Raghuvir Yadav was part of the film long before the script got ready. Virendra Saxena, I had worked with before. So, I approached him. He is such a voracious reader. If you walk into his home, you will find books in every corner.
My advantage was that the actors I chose had an understanding of Manto and his literature. As soon as I spoke to Virendra Saxena, he brought out books and indulged in discussions about the characters and their origin. It was nice to have such support. If I were to falter, I would have some corrections.
Sonal Sehgal was another actor I had worked with before in an ad film, and has some interest in good cinema. Sadly, she doesn't get many parts. She is also Punjabi, so Kulwant Kaur's character was something she understood better. She even agreed to a look test for the character.
Our process was quite simple. For me, it is important, rather easy, to know the actor. If I know the actors, their limits, their abilities, it becomes easier to work according to that. I know most of the actors in the film personally.
Despite the need for independent cinema and new stories growing, distribution of such films is still a problem. How did you deal with it?
It is not a new phenomenon. Everyone faces it. The trouble is that India does not have an organized system of distribution. When I was in Cannes, I met sales agents, whose sole job is to find the relevance of the film, its markets and audience, right from the script level. This sales agent is connected to an entire distribution network and buyers, and helps to pitch the film to the buyers. Even before your film is in the can, it has already got into pitching mode.
In India, other than the A-lister films that get bought and sold quite easily — even that is more of a gamble based on the popularity, market trends, etc — the rest of the small-budget films have to inevitably struggle. For them, there is no set distribution system.

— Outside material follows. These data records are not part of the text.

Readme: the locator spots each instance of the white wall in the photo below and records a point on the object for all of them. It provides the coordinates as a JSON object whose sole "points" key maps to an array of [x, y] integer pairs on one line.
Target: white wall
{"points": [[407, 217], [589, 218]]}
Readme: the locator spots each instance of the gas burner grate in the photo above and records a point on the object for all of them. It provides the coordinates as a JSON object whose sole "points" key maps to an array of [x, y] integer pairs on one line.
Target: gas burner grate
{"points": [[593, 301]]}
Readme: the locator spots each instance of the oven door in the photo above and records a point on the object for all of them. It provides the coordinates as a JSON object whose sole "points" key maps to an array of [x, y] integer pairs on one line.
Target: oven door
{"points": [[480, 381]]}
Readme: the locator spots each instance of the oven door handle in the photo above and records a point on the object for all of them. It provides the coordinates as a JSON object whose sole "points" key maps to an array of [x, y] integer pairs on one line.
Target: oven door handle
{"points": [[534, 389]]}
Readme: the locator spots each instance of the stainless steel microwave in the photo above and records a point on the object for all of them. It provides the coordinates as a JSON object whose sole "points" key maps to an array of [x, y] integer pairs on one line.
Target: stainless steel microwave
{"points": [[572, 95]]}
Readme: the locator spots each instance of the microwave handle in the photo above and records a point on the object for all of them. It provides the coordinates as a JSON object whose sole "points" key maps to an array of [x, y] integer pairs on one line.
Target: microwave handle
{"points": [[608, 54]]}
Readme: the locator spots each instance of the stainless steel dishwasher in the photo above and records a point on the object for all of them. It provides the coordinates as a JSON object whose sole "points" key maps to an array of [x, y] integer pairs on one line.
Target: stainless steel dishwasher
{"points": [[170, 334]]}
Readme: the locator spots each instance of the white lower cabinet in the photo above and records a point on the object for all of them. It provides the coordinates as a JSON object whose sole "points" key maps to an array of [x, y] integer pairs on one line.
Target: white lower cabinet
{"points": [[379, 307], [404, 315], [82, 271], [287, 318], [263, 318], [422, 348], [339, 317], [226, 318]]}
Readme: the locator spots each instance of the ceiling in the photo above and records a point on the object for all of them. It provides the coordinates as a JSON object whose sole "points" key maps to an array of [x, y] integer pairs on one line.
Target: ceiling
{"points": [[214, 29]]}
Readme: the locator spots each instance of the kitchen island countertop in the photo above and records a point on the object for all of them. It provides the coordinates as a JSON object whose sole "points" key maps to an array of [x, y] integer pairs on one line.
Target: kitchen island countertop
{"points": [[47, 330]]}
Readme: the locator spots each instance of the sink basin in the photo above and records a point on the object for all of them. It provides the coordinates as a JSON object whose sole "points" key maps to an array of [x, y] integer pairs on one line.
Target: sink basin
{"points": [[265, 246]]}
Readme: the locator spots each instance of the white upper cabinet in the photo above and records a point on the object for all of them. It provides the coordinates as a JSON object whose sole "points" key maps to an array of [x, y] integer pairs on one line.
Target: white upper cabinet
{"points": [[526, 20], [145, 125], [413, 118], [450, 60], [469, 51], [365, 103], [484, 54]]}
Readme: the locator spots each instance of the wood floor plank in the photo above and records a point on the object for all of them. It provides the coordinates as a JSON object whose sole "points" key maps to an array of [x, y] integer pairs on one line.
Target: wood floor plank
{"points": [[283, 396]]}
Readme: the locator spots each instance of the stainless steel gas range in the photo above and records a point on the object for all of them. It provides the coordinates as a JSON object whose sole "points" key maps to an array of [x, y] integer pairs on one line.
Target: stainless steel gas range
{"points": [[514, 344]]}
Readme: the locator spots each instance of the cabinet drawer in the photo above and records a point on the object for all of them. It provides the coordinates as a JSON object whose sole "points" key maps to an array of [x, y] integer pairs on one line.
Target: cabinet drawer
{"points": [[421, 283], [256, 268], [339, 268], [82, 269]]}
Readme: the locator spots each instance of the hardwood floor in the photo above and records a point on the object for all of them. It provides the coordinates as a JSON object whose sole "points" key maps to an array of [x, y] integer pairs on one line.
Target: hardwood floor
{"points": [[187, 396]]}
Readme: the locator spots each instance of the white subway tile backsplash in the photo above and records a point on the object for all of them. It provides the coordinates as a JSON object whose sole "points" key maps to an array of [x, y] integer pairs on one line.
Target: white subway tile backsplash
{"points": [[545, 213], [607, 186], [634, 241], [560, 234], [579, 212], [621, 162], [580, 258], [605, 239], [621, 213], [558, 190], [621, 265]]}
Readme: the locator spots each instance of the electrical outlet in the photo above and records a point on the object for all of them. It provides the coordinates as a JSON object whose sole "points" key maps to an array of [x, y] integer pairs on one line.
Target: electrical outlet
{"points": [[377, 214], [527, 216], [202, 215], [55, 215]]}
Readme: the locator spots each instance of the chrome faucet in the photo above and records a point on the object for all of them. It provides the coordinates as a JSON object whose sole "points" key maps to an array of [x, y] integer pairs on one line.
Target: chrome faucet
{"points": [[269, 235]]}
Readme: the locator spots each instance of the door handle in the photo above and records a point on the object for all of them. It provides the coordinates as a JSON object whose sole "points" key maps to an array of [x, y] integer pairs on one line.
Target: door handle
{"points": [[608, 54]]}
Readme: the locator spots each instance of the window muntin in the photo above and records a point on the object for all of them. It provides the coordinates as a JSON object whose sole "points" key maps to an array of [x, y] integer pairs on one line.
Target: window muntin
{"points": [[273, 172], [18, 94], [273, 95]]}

Normally, when a film like Ankhon Dekhi (2014) is made, it does not receive the platform. There are a couple of marketing agencies here who do not have any expertise when it comes to marketing. They only look to get out their bite of Rs2 crore, a 20% cut from the budget. They convince the producer of a plan, and get their budget out of it.
The trouble is that some gambles work, and some don't. It is important to identify the right market for your film. In the new age, the internet has emerged as a very important platform. I think films like these can find audiences through Netflix and Amazon. If your film is picked up by such streaming channels, the cost can be recovered by this.
The problem is that the bigger fish buy out your rights by the minimum price. They will, in fact, buy out all the rights of your film.
Considering the nature of Manto's stories, did you face any trouble with the CBFC?
Actually, we were more scared of taking the film to the CBFC [Central Board of Film Certification]. The surprising fact is that the CBFC passed the film without any trouble. The committee members were familiar with the literature and style of Manto, and discussed the film in detail with me after the screening. It was quite nice to listen to their appreciation.
They gave us an 'A' certificate without any cuts to the film. They told us, 'If you are making a bold film, you should be bold enough to show it honestly.' It was my request for a U/A certificate, because I needed the film to reach out to a wider audience, that resulted in some cuts. I agreed to the cuts because they were very superficial and did not affect the plot in any way.